To decide which patients are appropriate for the wait-and-see approach, it is crucial to understand how a near-complete clinical response was defined in the OPRA trial. This groundbreaking randomized trial led by Garcia-Aguilar established the wait-and-see approach as a treatment option for rectal cancer.

OPRA defined near complete remission as no visible tumor but mild erythema in the tumor bed, superficial ulceration, minor mucosal changes or small nodules, and irregular mucosa. Criteria also included no palpable tumor with smooth induration or minor mucosal changes on digital rectal examination.

The National Comprehensive Cancer Network followed this definition when it first recommended “watch-and-wait” as an option for near-complete remission in its 2023 rectal cancer guidelines. The group also added some MRI requirements.

UCSF offers some patients with near-complete remission the option of wait-and-see therapy, but the decision is made by a tumor board on a case-by-case basis, taking into account numerous indicators of tumor aggressiveness.

And even then, “in many cases we had difficulty figuring out which decisions were the right ones,” Venook said.

As for the patients selected for watchful waiting, Venook pointed out that UCSF has top-notch surgeons, radiation oncologists, medical oncologists and pathologists who have the resources to closely monitor patients.

For group practices that do not have the resources of a large cancer center, waiting and observing until rectal cancer treatment is in near-complete remission is “really a big challenge,” Venook said.

Garcia-Aguilar, a colorectal surgeon at Memorial Sloan Kettering Cancer Center in New York City, said that after years of studying the issue, he agrees with a watchful waiting period for patients in near-complete remission, as long as it is done carefully and patients comply with ongoing monitoring.

Garcia-Aguilar explained that after diagnosing a near-complete remission at 8 weeks, the patient must return 6 weeks later after total neoadjuvant therapy. At that point, it is time to assess whether or not this near-complete remission will evolve into a complete remission.

If complete remission develops, monitoring continues about every 8 weeks, but if the tumor stops responding, “you take the patient to the operating room,” Garcia-Aguilar said.

As for the larger safety concern—that tumors that are in near-complete remission will metastasize—Garcia-Aguilar believes micrometastases are likely already present when rectal cancer is first diagnosed and will manifest “no matter what happens to the primary tumor.”

For this reason, he noted, “I don’t think the risk is very high” if surgery is postponed for a few months to give patients in near-complete remission a chance to keep their rectum.

The question of metastases can be answered with a randomized study in which surgery is compared with a watchful waiting approach in patients with rectal cancer with almost complete remission.

Garcia-Aguilar, however, does not believe that trial will happen.
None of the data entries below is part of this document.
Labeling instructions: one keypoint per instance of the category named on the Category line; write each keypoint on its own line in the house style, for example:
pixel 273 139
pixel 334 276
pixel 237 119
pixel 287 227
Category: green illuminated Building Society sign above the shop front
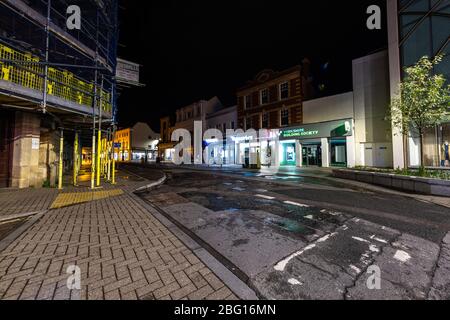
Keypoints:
pixel 339 128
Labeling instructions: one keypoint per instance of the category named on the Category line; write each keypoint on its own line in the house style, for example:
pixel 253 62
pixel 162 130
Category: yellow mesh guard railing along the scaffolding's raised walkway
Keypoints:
pixel 61 83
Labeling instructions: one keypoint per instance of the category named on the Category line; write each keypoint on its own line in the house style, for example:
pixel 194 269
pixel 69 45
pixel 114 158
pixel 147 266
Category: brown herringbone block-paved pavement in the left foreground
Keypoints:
pixel 122 250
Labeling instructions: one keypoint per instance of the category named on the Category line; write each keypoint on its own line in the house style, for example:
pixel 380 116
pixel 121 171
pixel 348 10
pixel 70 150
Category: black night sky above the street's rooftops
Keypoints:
pixel 192 50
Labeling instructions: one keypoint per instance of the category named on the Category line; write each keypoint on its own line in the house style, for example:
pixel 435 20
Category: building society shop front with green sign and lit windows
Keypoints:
pixel 321 144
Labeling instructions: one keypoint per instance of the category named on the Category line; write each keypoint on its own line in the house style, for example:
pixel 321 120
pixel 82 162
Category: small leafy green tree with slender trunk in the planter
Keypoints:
pixel 423 100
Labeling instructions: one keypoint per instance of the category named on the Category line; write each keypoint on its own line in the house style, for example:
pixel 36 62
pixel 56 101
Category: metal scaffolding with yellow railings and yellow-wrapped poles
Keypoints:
pixel 39 54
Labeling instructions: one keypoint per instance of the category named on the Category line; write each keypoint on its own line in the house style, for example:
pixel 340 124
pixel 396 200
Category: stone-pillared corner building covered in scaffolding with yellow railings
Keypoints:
pixel 57 89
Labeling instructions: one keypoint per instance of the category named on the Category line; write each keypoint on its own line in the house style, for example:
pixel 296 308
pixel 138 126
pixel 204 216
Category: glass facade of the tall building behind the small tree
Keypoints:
pixel 424 30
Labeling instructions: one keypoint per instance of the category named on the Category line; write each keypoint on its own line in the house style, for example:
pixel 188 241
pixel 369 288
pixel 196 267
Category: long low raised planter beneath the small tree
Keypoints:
pixel 428 186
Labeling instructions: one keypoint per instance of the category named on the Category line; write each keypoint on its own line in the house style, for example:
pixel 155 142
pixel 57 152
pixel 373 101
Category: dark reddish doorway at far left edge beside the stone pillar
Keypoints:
pixel 6 129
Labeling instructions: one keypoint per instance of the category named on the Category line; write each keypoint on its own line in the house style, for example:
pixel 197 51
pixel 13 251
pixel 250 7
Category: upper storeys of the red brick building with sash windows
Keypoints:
pixel 273 99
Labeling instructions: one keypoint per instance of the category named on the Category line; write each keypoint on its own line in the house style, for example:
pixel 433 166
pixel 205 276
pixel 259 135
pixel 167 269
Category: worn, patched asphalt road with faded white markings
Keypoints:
pixel 311 238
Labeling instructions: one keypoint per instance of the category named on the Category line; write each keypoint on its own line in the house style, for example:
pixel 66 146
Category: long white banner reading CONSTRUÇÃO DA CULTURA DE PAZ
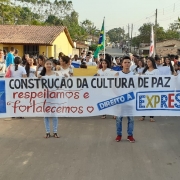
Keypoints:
pixel 90 96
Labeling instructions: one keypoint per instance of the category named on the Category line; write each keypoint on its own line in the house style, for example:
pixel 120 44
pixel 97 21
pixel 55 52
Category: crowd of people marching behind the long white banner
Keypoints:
pixel 29 66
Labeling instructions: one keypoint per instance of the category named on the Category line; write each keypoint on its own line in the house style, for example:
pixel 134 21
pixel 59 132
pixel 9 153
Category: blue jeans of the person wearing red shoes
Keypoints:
pixel 130 126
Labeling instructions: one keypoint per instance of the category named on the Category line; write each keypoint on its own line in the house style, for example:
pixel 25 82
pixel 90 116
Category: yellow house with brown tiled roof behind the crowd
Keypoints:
pixel 36 40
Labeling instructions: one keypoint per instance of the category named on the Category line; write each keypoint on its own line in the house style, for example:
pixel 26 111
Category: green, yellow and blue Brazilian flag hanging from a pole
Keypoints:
pixel 101 43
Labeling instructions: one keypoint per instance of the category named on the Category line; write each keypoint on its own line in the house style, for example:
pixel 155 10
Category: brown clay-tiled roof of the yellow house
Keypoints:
pixel 27 34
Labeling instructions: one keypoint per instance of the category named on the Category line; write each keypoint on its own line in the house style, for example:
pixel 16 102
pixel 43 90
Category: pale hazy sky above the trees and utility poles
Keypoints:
pixel 120 13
Patients would not choose surgery once they learn that it may help them avoid a permanent stoma, he says.

Venook did not provide any information. Garcia-Aguilar reported personal fees from Medtronic, Johnson & Johnson and Intuitive Surgical.

M. Alexander Otto is a physician assistant with a master’s degree in medical sciences and a journalism degree from Newhouse. He is an award-winning medical journalist who worked for several major news organizations before joining Medscape Medical News. Email: [email protected].